Now the cookie dough is not dry, but watered. So it is less messy (and so less costly) to move around the chocolate chips in transfer-belts instead. Then it looks like they prepare the cookie dough in some kind of large containers, then pour in the chocolate chips, then "shake" (the correct English word escapes me) in order to make the mix as homogeneous as possible... And here comes another cost issue: how long do they need to shake the mix in order for it to become homogeneous? The longer it takes, the costlier it is. So a cost-sensitive business would opt for the minimum possible amount of "shaking time", that would guarantee 3D-homogeneity of the mix as regards the distribution of the chocolate chips.
And this is the answer "why $1/e$": if the weight proportions of the total dough mass and the total chocolate chips are such that conform with the theoretical end-result of the theoretical random selection process already described in the question, it will take the minimum amount of time to effectively deterministically mimic this random selection process -i.e. to make the whole mix homogeneous.
As to why "if this is so, why not everybody is doing it?", the answer has to do with the fact that not all businesses are primarily cost-driven (a firm may want to have a 50% chocolate content and charge a higher price), and that history matters -a cookie may have traditionally contained 20% chocolate, and be commercially successful, and they didn't want to jeopardize that.

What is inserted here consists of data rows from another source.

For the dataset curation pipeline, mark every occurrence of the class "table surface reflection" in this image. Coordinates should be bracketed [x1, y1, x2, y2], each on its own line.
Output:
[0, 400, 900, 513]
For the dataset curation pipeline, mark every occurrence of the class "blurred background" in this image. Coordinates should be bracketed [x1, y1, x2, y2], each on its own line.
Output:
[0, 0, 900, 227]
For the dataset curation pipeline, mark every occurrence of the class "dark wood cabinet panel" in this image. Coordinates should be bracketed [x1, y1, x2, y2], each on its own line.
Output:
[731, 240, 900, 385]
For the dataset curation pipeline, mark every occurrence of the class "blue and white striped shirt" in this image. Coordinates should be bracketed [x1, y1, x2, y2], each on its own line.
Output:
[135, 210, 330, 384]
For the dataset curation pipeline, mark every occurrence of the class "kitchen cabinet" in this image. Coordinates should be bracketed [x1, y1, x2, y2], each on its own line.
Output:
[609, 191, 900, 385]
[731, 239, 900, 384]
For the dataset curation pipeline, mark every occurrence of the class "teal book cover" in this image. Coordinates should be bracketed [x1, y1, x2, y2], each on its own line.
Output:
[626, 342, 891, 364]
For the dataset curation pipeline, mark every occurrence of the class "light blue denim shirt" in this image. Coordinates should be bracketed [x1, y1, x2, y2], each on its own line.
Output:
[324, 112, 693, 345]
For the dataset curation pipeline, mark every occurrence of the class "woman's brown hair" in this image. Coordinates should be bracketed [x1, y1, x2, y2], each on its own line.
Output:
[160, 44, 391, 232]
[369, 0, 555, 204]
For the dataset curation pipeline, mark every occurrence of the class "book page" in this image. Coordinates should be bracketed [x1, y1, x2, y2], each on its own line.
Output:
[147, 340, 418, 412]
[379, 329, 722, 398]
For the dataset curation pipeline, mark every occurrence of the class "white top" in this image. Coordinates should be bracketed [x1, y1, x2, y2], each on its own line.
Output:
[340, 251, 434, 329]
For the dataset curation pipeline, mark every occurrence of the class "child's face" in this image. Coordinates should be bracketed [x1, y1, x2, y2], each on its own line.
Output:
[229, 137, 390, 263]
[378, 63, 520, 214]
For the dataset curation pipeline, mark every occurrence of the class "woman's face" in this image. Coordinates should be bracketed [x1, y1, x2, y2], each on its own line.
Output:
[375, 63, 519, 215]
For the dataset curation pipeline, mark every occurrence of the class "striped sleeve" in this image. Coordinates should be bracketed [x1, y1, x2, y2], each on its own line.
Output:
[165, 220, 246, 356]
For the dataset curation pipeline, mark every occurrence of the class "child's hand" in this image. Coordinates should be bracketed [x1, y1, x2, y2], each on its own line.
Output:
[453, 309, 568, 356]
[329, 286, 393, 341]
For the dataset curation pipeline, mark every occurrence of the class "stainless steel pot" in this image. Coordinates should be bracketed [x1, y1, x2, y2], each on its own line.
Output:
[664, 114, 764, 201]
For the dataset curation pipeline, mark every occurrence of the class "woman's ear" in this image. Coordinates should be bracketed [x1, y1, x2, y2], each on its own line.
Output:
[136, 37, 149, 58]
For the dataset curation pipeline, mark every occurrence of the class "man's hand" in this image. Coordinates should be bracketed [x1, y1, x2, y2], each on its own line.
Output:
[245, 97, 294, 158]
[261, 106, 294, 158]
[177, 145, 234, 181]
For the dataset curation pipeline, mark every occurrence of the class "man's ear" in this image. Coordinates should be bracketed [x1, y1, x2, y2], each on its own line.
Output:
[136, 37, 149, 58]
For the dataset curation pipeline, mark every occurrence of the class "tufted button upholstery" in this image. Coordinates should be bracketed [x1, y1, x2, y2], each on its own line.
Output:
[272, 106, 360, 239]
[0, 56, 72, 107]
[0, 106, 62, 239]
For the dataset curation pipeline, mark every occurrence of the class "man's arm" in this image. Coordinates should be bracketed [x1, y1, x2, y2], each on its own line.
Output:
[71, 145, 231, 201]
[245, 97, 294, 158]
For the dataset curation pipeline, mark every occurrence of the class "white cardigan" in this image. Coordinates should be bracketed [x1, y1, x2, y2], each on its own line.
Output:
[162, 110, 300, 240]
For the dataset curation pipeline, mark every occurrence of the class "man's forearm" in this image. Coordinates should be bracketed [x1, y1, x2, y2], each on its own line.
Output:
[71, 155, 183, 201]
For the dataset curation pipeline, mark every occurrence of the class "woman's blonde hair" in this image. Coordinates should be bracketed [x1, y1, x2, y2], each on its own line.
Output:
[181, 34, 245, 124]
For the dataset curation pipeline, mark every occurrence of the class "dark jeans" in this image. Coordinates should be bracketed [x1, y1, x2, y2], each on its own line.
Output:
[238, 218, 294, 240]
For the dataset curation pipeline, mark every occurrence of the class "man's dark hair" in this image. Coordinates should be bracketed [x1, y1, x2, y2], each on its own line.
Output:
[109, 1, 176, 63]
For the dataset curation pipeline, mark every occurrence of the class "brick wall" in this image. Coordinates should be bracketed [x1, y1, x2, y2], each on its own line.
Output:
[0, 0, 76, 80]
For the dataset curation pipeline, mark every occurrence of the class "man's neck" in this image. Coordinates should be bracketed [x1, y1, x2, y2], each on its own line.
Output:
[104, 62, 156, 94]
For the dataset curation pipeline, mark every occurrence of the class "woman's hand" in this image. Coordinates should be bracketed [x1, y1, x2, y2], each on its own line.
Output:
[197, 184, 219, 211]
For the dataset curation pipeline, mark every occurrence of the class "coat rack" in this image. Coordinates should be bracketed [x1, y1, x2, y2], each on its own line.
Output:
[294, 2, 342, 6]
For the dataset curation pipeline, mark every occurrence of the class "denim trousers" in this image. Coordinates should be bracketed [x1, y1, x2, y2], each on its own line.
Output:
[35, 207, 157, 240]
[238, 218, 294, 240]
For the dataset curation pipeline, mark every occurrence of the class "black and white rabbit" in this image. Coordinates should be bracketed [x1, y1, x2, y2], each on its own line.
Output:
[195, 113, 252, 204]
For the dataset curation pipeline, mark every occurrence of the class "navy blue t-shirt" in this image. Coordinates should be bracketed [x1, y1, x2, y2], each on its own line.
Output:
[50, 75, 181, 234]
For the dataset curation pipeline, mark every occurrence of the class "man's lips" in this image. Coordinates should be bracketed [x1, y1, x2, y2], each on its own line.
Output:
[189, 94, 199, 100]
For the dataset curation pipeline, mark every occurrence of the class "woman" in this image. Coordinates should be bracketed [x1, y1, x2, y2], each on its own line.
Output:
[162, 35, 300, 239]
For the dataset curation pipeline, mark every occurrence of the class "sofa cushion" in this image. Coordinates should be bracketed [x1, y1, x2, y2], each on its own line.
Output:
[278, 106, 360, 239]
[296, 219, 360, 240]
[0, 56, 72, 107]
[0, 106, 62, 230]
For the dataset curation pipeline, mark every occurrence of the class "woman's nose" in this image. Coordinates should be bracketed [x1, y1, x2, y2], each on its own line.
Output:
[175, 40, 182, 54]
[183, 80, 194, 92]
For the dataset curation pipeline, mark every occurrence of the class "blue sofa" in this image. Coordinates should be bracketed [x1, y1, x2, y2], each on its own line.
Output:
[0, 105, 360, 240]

Suppose we are making $c$ cookies (where $c$ is a large number). For simplicity, let's approximate by assuming each cookie has $k$ discrete locations where chocolate chips might go (where $k$ is a positive integer). Then there are a total of $n = ck$ locations where chocolate chips might go. So we start with $n$ chocolate chips and randomly throw them down. Each one independently lands in one of the $n$ locations. If two or more land in the same location, they all bounce into the garbage.
So at the end of this process, a location has a single chocolate chip if and only if exactly one chip landed there. Now given any particular location (of the $n$ possible ones), the probability that a particular chocolote chip attempts to land there is $q = 1/n$. The probability that there is a chocolate chip there after this process is done is: $$ nq(1-q)^{n-1} = (1-1/n)^{n-1} $$ When $n$ gets large (so that $n\rightarrow\infty$) we get: $$ (1-1/n)^{n-1} \rightarrow 1/e $$ and so the fraction of chocolate chips that are not thrown away converges to $1/e \approx 0.367879$.